Is it possible to start over again?

This is a quesion I have been asking myself over and over again, because guess what, I’d like a fresh start and not make the mistakes I made in the past. Is it me alone or do we all have that moment or stage in life, I don’t know.

Often times I believe that I have made so many mistakes that even God’s grace is not sufficient for me (2 Corinthians 12:9). That I have done so terribly wrong that even the chances God has given me to redeem myself seem to have been wasted. I know, feeling sorry for myself too often. But it’s a feeling that I cannot run away from. However I’m reminded that I’m not perfect and if ever there was such a thing as a perfect human being, then where would Jesus be in the middle of this whole mayhem of our lives (2 Corinthians 12:8-10)?

Yes, I’ve made mistakes and often wish I could take them back, but I can’t. Recently I’m starting to get it, this life thing. I make mistakes, yes mistakes, but it’s a lesson, not to go there again or to do things differently. Apologise or make amends, but don’t run away from life. I’ll keep running till the end of time, because this life is full of trial and error.

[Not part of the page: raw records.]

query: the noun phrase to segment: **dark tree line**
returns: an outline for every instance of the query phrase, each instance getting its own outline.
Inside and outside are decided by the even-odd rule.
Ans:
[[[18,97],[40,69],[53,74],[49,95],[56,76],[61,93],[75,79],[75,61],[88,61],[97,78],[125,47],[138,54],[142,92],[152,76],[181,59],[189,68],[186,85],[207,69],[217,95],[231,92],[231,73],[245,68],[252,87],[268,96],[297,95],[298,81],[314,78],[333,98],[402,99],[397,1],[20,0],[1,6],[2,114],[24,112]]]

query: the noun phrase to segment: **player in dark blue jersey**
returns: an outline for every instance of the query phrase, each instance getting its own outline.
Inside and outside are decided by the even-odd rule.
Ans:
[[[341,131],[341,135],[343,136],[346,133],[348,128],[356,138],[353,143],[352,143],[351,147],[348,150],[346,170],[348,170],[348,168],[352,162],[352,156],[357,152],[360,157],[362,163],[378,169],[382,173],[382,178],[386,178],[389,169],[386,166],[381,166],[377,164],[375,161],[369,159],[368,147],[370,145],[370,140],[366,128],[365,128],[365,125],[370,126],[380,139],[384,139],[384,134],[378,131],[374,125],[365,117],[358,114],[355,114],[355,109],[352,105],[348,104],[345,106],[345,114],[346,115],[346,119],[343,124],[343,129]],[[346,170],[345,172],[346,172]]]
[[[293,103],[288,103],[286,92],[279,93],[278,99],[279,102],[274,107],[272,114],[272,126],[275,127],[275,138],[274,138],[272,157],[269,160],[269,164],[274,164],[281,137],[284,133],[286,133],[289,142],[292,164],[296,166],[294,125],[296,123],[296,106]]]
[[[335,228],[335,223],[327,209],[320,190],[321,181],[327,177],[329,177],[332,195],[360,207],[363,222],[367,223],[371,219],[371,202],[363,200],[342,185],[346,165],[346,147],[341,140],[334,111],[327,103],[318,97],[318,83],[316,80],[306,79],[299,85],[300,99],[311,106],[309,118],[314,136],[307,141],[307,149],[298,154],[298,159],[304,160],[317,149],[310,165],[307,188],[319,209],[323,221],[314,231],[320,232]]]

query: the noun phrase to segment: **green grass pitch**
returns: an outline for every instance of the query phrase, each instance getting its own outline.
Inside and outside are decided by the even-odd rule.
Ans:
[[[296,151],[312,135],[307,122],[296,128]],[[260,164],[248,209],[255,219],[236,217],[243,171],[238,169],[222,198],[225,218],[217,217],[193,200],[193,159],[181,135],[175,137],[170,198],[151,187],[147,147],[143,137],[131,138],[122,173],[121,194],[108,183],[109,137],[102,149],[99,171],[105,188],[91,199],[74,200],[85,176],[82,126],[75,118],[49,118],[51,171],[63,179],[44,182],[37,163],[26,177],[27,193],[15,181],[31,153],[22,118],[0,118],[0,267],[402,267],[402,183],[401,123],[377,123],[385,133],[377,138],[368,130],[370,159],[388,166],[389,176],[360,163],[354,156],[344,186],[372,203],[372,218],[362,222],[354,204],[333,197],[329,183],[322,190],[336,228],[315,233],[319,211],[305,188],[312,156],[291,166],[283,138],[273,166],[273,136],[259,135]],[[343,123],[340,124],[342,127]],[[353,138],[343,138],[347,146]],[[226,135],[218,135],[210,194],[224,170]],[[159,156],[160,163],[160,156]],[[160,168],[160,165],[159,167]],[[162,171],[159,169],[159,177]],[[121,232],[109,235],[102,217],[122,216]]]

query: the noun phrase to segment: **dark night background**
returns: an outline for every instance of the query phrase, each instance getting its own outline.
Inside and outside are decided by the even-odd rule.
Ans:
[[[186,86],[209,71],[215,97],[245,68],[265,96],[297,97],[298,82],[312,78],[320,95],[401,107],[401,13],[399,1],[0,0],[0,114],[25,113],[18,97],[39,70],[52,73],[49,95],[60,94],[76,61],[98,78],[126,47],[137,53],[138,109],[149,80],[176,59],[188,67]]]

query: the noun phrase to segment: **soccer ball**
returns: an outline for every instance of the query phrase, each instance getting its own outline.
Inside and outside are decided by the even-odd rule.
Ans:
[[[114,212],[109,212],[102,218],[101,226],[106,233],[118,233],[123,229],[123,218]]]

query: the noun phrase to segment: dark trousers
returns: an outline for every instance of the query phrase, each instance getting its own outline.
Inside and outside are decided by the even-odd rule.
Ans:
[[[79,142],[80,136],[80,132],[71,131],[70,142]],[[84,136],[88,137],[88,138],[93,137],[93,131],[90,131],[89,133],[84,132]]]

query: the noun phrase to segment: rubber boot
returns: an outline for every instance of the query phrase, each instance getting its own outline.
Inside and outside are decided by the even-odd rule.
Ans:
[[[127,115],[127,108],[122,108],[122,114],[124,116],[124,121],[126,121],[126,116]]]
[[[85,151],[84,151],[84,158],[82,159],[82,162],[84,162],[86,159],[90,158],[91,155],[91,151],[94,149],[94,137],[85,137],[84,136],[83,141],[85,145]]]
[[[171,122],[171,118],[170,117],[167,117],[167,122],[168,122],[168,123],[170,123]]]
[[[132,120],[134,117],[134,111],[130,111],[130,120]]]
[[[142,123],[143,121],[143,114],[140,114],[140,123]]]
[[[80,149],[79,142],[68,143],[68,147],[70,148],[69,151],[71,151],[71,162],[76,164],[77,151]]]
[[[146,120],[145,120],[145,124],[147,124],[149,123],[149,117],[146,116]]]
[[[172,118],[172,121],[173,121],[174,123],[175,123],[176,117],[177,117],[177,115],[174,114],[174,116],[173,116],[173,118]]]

Hence we have God’s grace, where we’ve fallen short, He’s grace and mercy is following us all the days of our lives (Psalm 23:6).

Instead of always trying to understand, get over it and run away, I’m learning to go through every trial and error with grace because it’s a lesson I’d never learn from any other experience. It’s not easy, sometimes I don’t wanna do it, but I close my eyes and pray that Jesus holds my hand while I go through this (Psalm 37:24-26).